Der Staat als Zensor
Hinderlich dabei wirkte indes die Pressezensur, die je nach politischer Lage mal moderat, mal streng ausgeübt wurde. Zuerst aufgehoben wurde sie 1770 durch den in Kopenhagen zur Macht gelangten Minister Johann Friedrich Struensee (*1737-1772†), der aber bald gestürzt wurde. Die Karlsbader Beschlüsse von 1819 brachten für Holstein und dann auch für Schleswig eine verschärfte Zensur. Ausgeübt wurde sie von der örtlichen Polizei im Zusammenwirken mit der jeweiligen Oberbehörde. Sie fanden manch Beanstandenswertes und verhängten gelegentlich Geldstrafen. Doch von einer despotisch ausgeübten Zensur kann keineswegs die Rede sein. Im Unterschied zu Staaten des Deutschen Bundes oder Dänemark wanderte damals kein einziger Redakteur oder Verfasser ins Gefängnis. Auch Berufsverbote wurden nicht ausgesprochen. Seit 1846 der „offene Brief“ zur Thronfolgefrage veröffentlicht wurde, spitzte sich die politische Diskussion zu, und die Zensurpraxis wurde schärfer.
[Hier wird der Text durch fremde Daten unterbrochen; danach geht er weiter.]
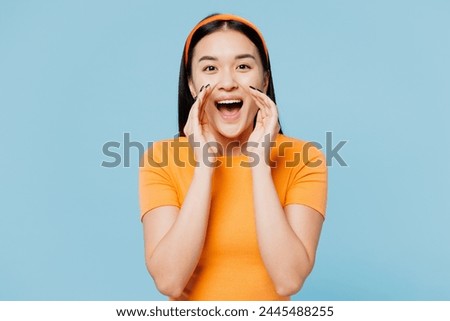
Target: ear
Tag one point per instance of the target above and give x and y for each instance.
(192, 88)
(266, 81)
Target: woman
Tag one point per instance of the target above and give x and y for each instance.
(232, 209)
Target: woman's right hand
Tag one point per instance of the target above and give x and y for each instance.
(198, 131)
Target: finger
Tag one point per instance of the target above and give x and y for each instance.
(263, 110)
(205, 96)
(269, 103)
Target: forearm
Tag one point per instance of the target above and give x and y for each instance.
(283, 253)
(177, 254)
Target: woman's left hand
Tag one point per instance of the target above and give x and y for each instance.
(267, 125)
Freie Presse als Intermezzo
Erst das Revolutionsjahr 1848 brachte die Pressefreiheit. In kürzester Zeit entstanden 19 neue Zeitungen, in Rendsburg vor allem die ‚Schleswig-Holsteinische Zeitung’, in der ein später berühmter Mann namens Theodor Mommsen (*1817-1903†) beißende Kritik an den herrschenden Verhältnissen übte, und ‚Das Volk’, die für kurze Zeit der aus Nordfriesland stammende Revolutionär Harro Harring (*1798-1870†) prägte. Mit dem Scheitern der Revolution 1851 kehrte die Zensur zurück. Mehrere Blätter wurden verboten.
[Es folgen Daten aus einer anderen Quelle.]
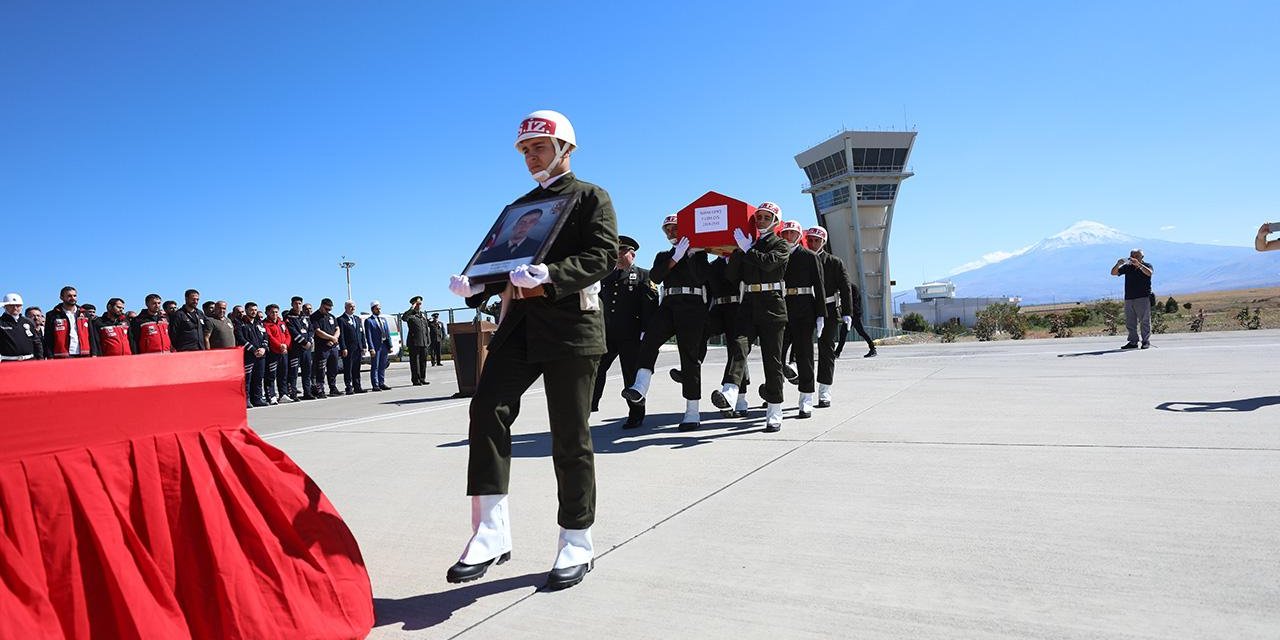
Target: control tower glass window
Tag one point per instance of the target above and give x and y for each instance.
(827, 168)
(830, 199)
(877, 191)
(880, 160)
Überörtliche Regionalblätter
Wo in Schleswig-Holstein entstanden Blätter, die über ihren Druckort hinaus bedeutend wurden? Sie entwickelten sich vor allem an den Brennpunkten des politischen Geschehens. In der ersten Hälfte des 19. Jahrhunderts gilt dies insbesondere für Itzehoe, seit 1835 Sitz der holsteinischen Ständeversammlung. Das von Peter Samuel Schönfeldt herausgegebene ‚Itzehoer Wochenblatt’ war mehrere Jahre lang das meistgelesene und meinungsbildende Blatt im Lande. Aber auch in Schleswig als Tagungsort der schleswigschen Ständeversammlung erschien eine beachtete Zeitung. In Rendsburg nahm im Revolutionsjahr 1848 die Provisorische Regierung (Erhebung) ihren Sitz. Noch viel später, als Itzehoe und Rendsburg überregional längst unbedeutend waren, formulierten die dortigen Presseorgane ihren landesweiten Anspruch. Schleswig behielt seine politische Bedeutung auch nach dem Übergang zu Preußen, weil hier der Regierungspräsident ansässig wurde. In Kiel, wichtig auch als Sitz der Landesuniversität (Christian-Albrechts-Universität), etablierte sich der Oberpräsident. Zu den wichtigsten Zeitungsstädten Schleswig-Holsteins zählte bereits früh Flensburg, größte Stadt des alten Herzogtums Schleswig; hier machte sich der deutsch-dänische Gegensatz in besonderer Weise geltend und bestimmte zeitweise auch die Publizistik.
Die Gründerzeit
Die Jahrzehnte nach dem deutsch-dänischen Krieg 1864 (2. Schleswigscher Krieg), der Annexion Schleswig-Holsteins in Preußen 1867 und der Gründung des Deutschen Reichs 1871 folgte auch eine „Gründerzeit“ der Zeitungen. Ausgelöst und ermöglicht wurde sie durch den wirtschaftlichen Aufschwung, den technischen Fortschritt, den Ausbau der Bildungseinrichtungen und das wachsende Informationsbedürfnis der Bevölkerung. In Schleswig-Holstein erhielten jetzt auch viele kleine und kleinste Orte „ihre“ Zeitung. Und in nicht wenigen Kleinstädten entstanden sogar Konkurrenzorgane. Die politische Zentralisierung nach 1871 wirkte sich also nicht auf die dezentrale Struktur im Pressewesen aus. Kurz vor dem Ersten Weltkrieg erreichte die Zahl der Presseerzeugnisse auch in Schleswig-Holstein ihren Höhepunkt.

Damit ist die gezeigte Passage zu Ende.